Development of RAF small-molecule inhibitors and application in CRC

The first-generation RAF inhibitors

When RAF was first introduced as a target for cancer treatment, before the discovery of BRAFm, the first-generation inhibitors of RAF were small-molecule ATP-competitive inhibitors, which were explored to target CRAF in cancer39. ZM336372 was screened as the first compound-suppressing BRAF, as well as CRAF, in vitro, and the feedback loop for RAF appeared to suppress its own activation39. Sorafenib (Nexavar®, BAY43-9006) is the only first-generation RAF inhibitor that has gained approval from the US FDA; however, sorafenib exhibits weak antitumor activity in cells with BRAF-V600E and its clinical efficacy in the abovementioned cancers with WT BRAF might be attributed to its multikinase profile. No PFS benefit was detected from the addition of sorafenib to first-line mFOLFOX6 for mCRC in the RESPECT trial.40 Additionally, the combination of sorafenib and irinotecan41 or cetuximab42 had been evaluated in a trial for KRAS-mutated CRC; however, low or no objective responses were observed. Other first-generation RAF inhibitors, such as SB-590885,43 GDC-0879,44 GW5074,45 and L779450,46 were not applied in clinical practice (Figure 4).

Figure 4

Summary of the chronological development and development phase of the three generations of RAF inhibitors.

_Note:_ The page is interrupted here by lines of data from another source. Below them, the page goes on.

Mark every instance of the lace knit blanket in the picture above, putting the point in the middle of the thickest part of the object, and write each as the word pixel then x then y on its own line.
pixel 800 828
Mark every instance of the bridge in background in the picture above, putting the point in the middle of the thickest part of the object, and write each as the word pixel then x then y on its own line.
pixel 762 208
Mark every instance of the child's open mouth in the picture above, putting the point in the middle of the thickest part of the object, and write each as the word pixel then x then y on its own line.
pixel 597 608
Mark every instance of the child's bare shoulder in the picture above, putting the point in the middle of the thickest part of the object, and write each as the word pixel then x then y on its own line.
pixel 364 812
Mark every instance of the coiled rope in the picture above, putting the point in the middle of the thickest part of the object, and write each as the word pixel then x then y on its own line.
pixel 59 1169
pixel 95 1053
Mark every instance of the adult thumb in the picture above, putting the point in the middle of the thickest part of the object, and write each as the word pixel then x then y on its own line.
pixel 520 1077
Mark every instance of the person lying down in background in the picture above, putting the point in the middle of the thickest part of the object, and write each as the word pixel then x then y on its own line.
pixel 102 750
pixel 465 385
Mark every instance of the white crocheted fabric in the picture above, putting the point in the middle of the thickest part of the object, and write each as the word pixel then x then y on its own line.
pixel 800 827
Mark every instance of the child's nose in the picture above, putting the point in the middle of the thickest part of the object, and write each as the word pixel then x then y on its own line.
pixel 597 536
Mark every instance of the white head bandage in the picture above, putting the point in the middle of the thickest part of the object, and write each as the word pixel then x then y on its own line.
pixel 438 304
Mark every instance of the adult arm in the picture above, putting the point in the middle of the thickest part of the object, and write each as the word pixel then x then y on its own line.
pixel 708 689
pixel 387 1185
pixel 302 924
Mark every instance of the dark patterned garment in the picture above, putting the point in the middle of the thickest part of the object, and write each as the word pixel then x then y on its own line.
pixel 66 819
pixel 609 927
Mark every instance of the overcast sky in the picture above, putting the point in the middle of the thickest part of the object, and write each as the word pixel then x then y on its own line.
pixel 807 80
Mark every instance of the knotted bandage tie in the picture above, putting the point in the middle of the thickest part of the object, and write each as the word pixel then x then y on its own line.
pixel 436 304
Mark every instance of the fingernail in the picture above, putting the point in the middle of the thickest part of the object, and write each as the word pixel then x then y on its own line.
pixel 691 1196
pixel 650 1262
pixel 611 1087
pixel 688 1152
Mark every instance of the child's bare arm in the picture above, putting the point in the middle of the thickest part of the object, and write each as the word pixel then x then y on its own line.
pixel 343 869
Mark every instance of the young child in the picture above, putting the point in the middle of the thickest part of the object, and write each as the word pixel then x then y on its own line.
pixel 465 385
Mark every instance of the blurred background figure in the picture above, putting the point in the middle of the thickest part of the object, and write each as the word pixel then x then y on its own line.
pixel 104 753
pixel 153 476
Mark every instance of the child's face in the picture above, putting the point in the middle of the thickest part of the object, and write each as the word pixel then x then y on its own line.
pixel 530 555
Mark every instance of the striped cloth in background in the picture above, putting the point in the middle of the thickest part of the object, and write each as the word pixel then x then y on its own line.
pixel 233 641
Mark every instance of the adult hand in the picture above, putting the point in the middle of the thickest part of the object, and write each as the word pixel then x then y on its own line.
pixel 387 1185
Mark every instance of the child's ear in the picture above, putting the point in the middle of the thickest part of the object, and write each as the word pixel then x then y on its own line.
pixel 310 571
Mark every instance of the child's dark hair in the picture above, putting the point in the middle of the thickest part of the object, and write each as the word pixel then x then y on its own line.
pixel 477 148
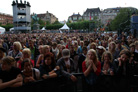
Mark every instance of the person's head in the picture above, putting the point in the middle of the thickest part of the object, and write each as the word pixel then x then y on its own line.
pixel 26 65
pixel 100 50
pixel 7 62
pixel 84 49
pixel 125 55
pixel 17 46
pixel 2 52
pixel 40 48
pixel 107 57
pixel 81 43
pixel 31 43
pixel 54 45
pixel 112 46
pixel 71 48
pixel 92 55
pixel 136 45
pixel 46 49
pixel 132 47
pixel 93 46
pixel 26 53
pixel 118 43
pixel 49 59
pixel 66 54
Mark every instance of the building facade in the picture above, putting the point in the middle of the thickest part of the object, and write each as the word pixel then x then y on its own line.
pixel 75 18
pixel 21 16
pixel 48 17
pixel 6 19
pixel 91 13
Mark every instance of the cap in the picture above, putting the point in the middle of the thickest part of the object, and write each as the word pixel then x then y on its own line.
pixel 65 53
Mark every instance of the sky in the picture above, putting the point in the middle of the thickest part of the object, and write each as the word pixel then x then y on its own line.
pixel 62 9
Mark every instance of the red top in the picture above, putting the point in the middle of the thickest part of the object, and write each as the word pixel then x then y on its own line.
pixel 21 62
pixel 98 71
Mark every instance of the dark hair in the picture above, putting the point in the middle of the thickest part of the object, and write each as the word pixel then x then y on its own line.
pixel 24 61
pixel 84 48
pixel 126 52
pixel 53 63
pixel 8 60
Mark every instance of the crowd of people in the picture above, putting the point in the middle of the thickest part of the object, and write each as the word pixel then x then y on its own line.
pixel 29 57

The second-generation RAF inhibitors

After BRAFm was detected in 2002, and in consideration of BRAF (V600E) as the most prevalent oncogenic protein kinase mutation at present, multiple studies focus on evaluating second-generation compounds to selectively inhibit BRAF-V600E. PLX4720 was the first selective BRAF (V600E) inhibitor identified in 2008,47 and PLX4032 (vemurafenib) was developed by Plexxikon via a structure-guided discovery approach.48 As a αC-OUT/DFG-IN inhibitor, vemurafenib exhibited significantly prolonged OS and PFS in melanoma subjects with BRAF-V600E and was subsequently approved by US Food and Drug Administration (FDA) in 2011.49 Dabrafenib, another selective inhibitor for BRAFm,50 gained approval from the FDA in 2013 for treating BRAF (V600)-mutant metastatic melanoma.51 In 2015, the selective inhibitor for BRAFm was applied for treating BRAFm CRC. Vemurafenib monotherapy was insufficiently active in subjects with BRAF-V600-mutant CRC,52 while an antitumor effect was observed upon treatment with an anti-EGFR antibody (cetuximab) and vemurafenib.53 A combination of dabrafenib and trametinib, a selective MEK inhibitor, yielded a partial response (PR) or an improved response in 12% patients.54 Preliminary results suggested that the concurrent administration of selective BRAF (V600E) inhibitors as part of combinatorial therapeutic strategies may be required for meaningful clinical benefit.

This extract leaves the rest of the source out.